This past Wednesday, November 25, one of the attorney's I work with collaborated with an organization called "I Am a Movement Not a Monument" for a Thanksgiving brunch for the homeless. (I Am A Movement is based in Hawthorne and aims to help low income families and youth. )
After preparing plates of food, water, and dessert, the team and volunteers loaded cars with plates and headed out to areas where homeless people are usually found. Once we got to the first location, women, men, and children started coming to us asking for food. Many of them asked for two, claiming that they were asking for a friend or spouse. My first reaction to this was to assume that the people were lying only to get extra food, I immediately thought of them as greedy and even ungrateful. But soon I realized that, even if they WERE lying, what does it matter? They need the extra food and we have it, so why not give them an extra meal? As the plates started to disappear, I felt terrible for making such assumptions about people that way. I knew that my assumption must have come from my knowledge that the people were homeless, but I didn't want to admit it. I'm glad I quickly caught myself before I acted on my conclusions.

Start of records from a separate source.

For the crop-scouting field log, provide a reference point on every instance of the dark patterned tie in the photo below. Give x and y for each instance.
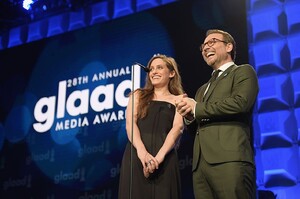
(214, 76)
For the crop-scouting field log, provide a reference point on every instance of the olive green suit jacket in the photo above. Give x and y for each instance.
(224, 117)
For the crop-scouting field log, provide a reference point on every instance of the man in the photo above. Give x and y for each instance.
(223, 165)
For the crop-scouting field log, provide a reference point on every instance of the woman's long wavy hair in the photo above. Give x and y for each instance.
(146, 94)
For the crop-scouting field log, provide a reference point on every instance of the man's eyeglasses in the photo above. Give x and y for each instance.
(210, 43)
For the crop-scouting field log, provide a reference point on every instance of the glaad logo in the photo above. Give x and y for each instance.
(77, 103)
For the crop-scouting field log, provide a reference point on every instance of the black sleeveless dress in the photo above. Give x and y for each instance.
(164, 183)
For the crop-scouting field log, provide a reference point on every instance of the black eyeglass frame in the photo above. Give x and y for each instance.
(210, 43)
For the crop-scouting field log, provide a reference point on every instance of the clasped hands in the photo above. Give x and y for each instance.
(185, 106)
(150, 165)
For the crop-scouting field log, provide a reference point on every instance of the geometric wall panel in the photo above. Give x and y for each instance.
(295, 77)
(57, 25)
(275, 93)
(297, 115)
(268, 57)
(145, 4)
(99, 12)
(294, 49)
(293, 17)
(37, 30)
(122, 8)
(102, 11)
(282, 171)
(76, 20)
(265, 24)
(278, 129)
(16, 36)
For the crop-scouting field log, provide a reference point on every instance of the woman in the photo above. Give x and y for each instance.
(153, 171)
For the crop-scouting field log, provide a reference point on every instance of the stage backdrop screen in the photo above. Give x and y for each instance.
(63, 99)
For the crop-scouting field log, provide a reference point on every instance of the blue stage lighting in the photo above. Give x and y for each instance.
(27, 4)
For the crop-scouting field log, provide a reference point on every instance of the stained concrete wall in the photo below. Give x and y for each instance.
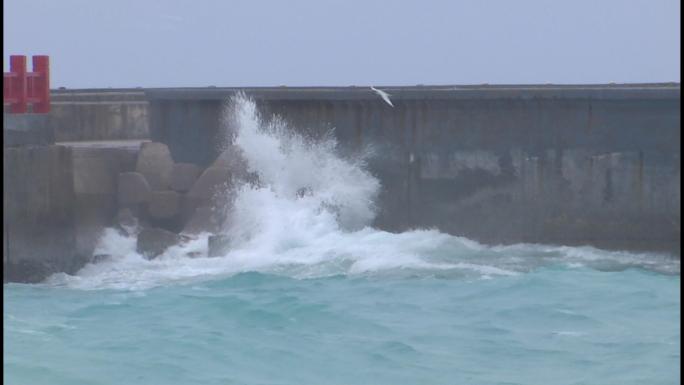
(39, 220)
(595, 165)
(106, 114)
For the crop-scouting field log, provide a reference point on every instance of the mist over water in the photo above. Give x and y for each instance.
(311, 293)
(310, 215)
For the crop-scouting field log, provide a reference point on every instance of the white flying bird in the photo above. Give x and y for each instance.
(384, 95)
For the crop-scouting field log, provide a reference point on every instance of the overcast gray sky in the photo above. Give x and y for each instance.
(130, 43)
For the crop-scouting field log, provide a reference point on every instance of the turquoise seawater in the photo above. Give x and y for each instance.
(309, 293)
(552, 325)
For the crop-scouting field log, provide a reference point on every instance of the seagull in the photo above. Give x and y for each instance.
(384, 95)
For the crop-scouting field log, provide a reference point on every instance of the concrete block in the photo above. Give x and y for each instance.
(133, 189)
(218, 245)
(127, 222)
(202, 220)
(39, 213)
(27, 130)
(163, 204)
(183, 176)
(153, 242)
(213, 180)
(156, 164)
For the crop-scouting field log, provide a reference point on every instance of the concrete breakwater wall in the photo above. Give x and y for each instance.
(596, 165)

In short, the experience was great and, even though I know one simple day of public service won't make a dent in the amount of homeless people, I encourage all of you to do some kind of charity or community service work. It is rewarding, not only for the people you will serve, but also for you. And don't do community service in your neighborhood, do it somewhere you've never been, maybe a nearby city with a "bad" reputation or a city that's stigmatized for it's majority-minority population. Explore, learn, and grow through other communities.